Teenage boy on laptop and phoneAhead of her talk at IATEFL 2011 in Brighton entitled ‘Getting students into extensive reading painlessly: A threefold solution’, Sue Parminter, series co-editor of the Dominoes Readers series, considers how to get today’s tech-savvy teenagers reading books.

What do you take with you when you travel alone by plane? I have a hunch the answer to this question reveals lots about us. I never get on even a short-haul flight without a book to read: I guess having a paperback in my hand also reassures me that I won’t need to bury my nose in the in-flight magazine in order to escape from tedious conversations with over-chatty people who might be in the seats next to mine. When my kids were young, our in-flight bags invariably bulged with colouring books and crayons, replaced – as the kids aged – by hand-held computer game consoles, and latterly by iPods, crammed to bursting with music and films.

A couple of weeks ago, I was sitting on a plane with a book in my hands, letting my thoughts drift, when my pleasant daydreams were rudely interrupted by a boy of about thirteen moaning to his parents in the row behind mine. He’d been perfectly happy when I’d followed them up the stairs onto the plane, earphone attached to his android mobile, tapping out text on the screen faster than I can type on a regular computer keyboard. The cause of his sudden fury was the safety instruction to turn off all electronic equipment, forcing him to enter into reluctant, monosyllabic conversation with his parents while the plane taxied and took off.

His reaction brought home to me the parallels between my addiction to words on a paper page and a teenager’s dependence on the small screen. Although I find it fascinating to play with an iPad, turning digital pages at the swipe of a finger and marvelling at how ‘real’ they look, I’m a bit too old to transfer my passion for paper text to the screen version. For me, the traditional bookworm, it’s a technological gulf as hard to cross as it must be for ‘digital natives’ to feel passionate about reading books, especially school books in a language not their own.
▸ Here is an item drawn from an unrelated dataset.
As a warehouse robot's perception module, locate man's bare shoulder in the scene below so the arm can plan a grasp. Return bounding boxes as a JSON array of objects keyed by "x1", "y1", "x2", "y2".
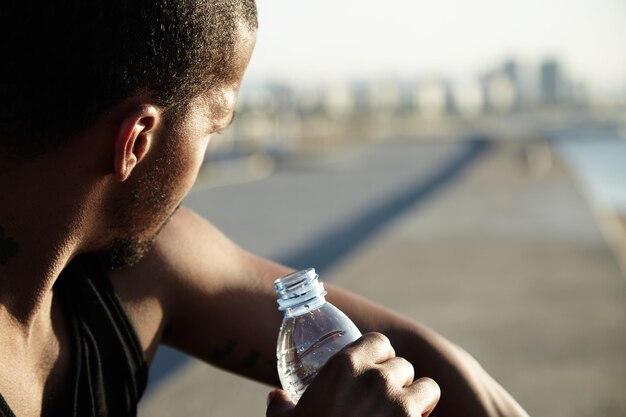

It is really vital – I feel – for us English language teachers not to underestimate how wide this ‘digital native-print native’ divide is, and how much we need to do in order to bridge it.  But there’s one aspect of the small LCD screens that have invaded our world in recent years that we can also be grateful for. Ten years ago, studies of how teenagers spent their time shocked us when they itemized all the hours spent in front of television sets. Nowadays the balance has tilted away from the passive watching of larger screens to interacting in various ways with smaller ones, and this quantum shift towards interactivity makes a significant difference.